Dick Cheney On U.S. Credit Downgrade: 'I Literally Felt Embarrassed For My Country'
WASHINGTON -- Former Vice President Dick Cheney was "embarrassed" when the U.S. credit rating was downgraded in August, and he hopes that the development will compel lawmakers to continue to work to address the deficit.
Cheney's comments came in an extended interview with Rush Limbaugh, published in the right-wing radio host's print newsletter "The Limbaugh Letter."
"Now, these last few months have been pretty messy," said Cheney. "I think like a lot of people I was embarrassed when they lowered our credit rating from AAA to AA. I literally felt embarrassed for my country."

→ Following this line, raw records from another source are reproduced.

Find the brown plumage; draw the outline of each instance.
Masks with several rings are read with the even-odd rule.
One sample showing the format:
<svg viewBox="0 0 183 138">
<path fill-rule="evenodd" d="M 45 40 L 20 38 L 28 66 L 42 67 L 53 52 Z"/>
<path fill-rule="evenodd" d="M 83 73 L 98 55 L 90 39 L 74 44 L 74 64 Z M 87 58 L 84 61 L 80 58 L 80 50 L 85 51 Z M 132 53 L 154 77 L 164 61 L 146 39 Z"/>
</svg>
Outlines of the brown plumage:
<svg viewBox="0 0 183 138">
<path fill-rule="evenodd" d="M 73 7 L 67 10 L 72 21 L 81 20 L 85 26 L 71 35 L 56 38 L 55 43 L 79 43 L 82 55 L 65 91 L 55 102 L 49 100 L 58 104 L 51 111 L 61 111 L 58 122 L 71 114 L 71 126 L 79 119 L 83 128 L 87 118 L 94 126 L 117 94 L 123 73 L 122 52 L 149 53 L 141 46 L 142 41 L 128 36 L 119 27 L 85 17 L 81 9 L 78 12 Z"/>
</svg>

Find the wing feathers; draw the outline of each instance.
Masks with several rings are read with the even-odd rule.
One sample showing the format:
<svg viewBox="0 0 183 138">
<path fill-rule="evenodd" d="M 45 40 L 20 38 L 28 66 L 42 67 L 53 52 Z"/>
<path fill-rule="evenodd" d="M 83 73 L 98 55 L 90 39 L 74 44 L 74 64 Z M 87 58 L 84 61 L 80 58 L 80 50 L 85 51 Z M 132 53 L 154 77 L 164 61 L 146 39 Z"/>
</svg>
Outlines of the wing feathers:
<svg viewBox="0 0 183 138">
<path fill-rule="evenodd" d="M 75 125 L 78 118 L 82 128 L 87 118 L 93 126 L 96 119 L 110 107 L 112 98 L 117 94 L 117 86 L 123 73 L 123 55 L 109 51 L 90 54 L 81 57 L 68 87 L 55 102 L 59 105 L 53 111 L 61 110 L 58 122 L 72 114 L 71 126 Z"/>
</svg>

"But I also think that the fact that we've gotten to this point where we are faced with a crisis in terms of the debt problem, that that's going to give those of us who want to address that issue and fix it the leverage that we haven't had up until now, in terms of insisting on the kinds of policies that will be painful, but in the long run are necessary if we're going to restore full faith and credit in the United States government."
The Bush administration wasn't always so concerned with making "painful" choices to address the deficit. As a recent chart put together by The New York Times showed, Bush-era war spending and tax cuts alone contributed more to "the swing from projected surpluses to deficits" than President Obama's policies, taken out to 2017.

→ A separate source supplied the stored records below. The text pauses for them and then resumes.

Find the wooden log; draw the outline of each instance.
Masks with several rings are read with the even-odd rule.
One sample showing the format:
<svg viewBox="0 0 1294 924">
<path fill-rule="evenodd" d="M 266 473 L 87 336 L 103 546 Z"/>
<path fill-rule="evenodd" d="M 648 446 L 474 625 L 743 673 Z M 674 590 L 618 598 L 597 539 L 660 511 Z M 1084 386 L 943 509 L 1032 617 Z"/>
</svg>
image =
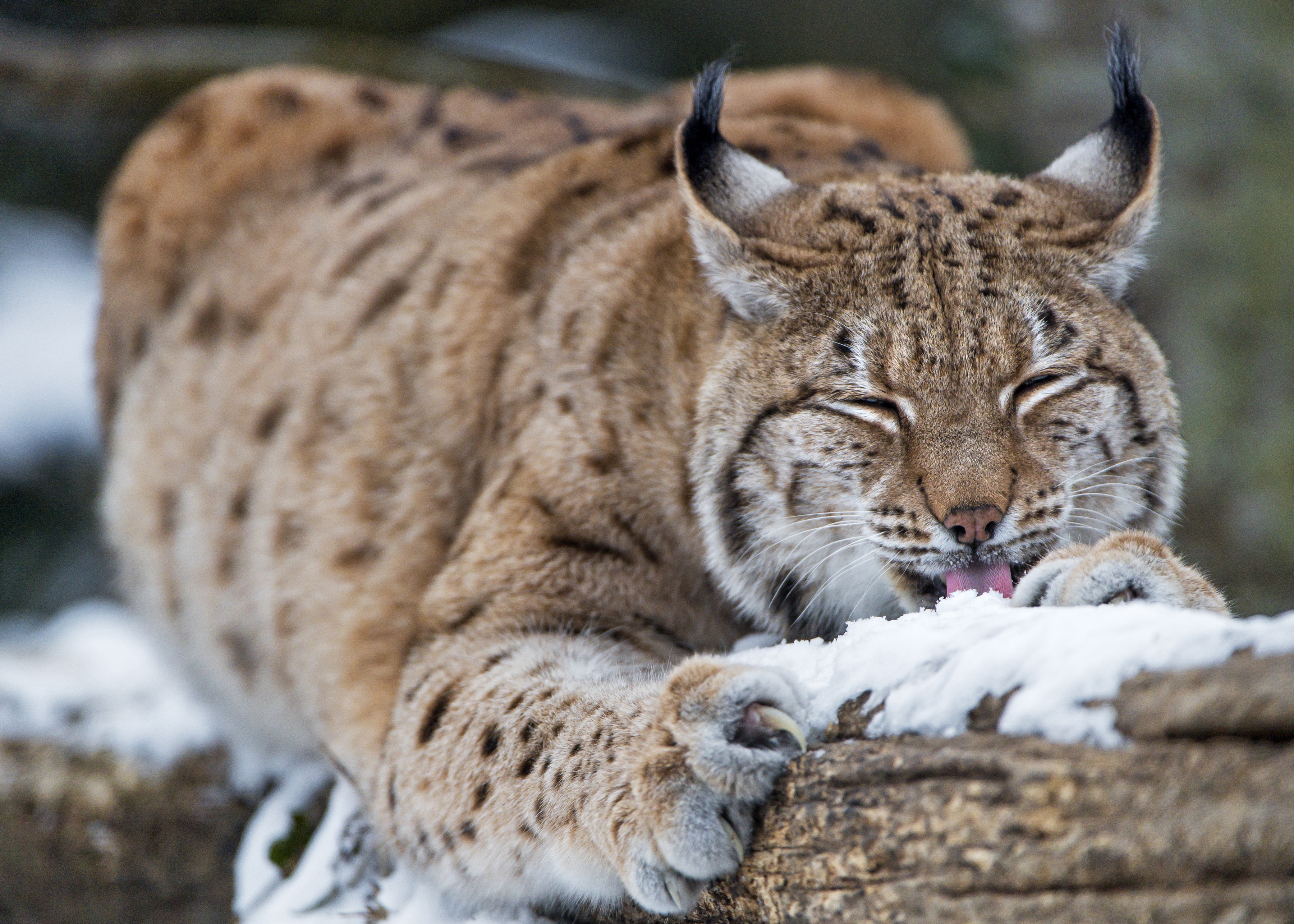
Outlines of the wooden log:
<svg viewBox="0 0 1294 924">
<path fill-rule="evenodd" d="M 1007 698 L 970 726 L 995 729 Z M 1294 657 L 1141 674 L 1118 749 L 972 732 L 796 760 L 745 863 L 687 921 L 1294 921 Z M 854 736 L 854 738 L 851 738 Z M 670 919 L 628 903 L 586 924 Z M 674 919 L 677 920 L 677 919 Z"/>
<path fill-rule="evenodd" d="M 846 704 L 685 920 L 1294 924 L 1291 672 L 1237 657 L 1134 678 L 1114 707 L 1136 740 L 1117 749 L 998 735 L 1007 698 L 947 739 L 863 739 L 870 704 Z M 5 744 L 0 920 L 228 920 L 250 806 L 224 771 L 219 752 L 148 778 Z M 629 903 L 567 919 L 679 920 Z"/>
</svg>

Bush left office with a record budget deficit of more than $400 billion.
Former Bush Treasury Secretary Paul O'Neill wrote in his memoir that in 2003, when the administration was debating whether to move forward with the $550 billion tax cut President Bush was proposing, Cheney said, "You know, Paul, Reagan proved that deficits don't matter. We won the mid-term elections, this is our due."

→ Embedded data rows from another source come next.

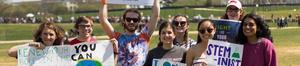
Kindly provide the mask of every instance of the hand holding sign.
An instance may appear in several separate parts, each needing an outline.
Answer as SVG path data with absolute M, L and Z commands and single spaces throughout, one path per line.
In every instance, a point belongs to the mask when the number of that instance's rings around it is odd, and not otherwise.
M 101 0 L 100 4 L 107 4 L 107 0 Z
M 44 44 L 39 43 L 39 42 L 30 42 L 30 43 L 28 43 L 28 46 L 31 46 L 31 47 L 34 47 L 34 48 L 40 49 L 40 50 L 42 50 L 46 47 Z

In his new memoir "In My Time," Cheney argued that that quote was misinterpreted.
"[O]f course I thought deficits mattered," he wrote. "I just believed that it was important to see them in context, to note that while Ronald Reagan's dramatic increases in the defense budget and his historic tax cuts did push the deficit from 2.7 percent of the gross domestic product in fiscal year 1980 to 6 percent in fiscal year 1983, his spending on defense helped put the Soviet Union out of business, and his tax cuts helped spur on the longest sustained waves of prosperity in our history."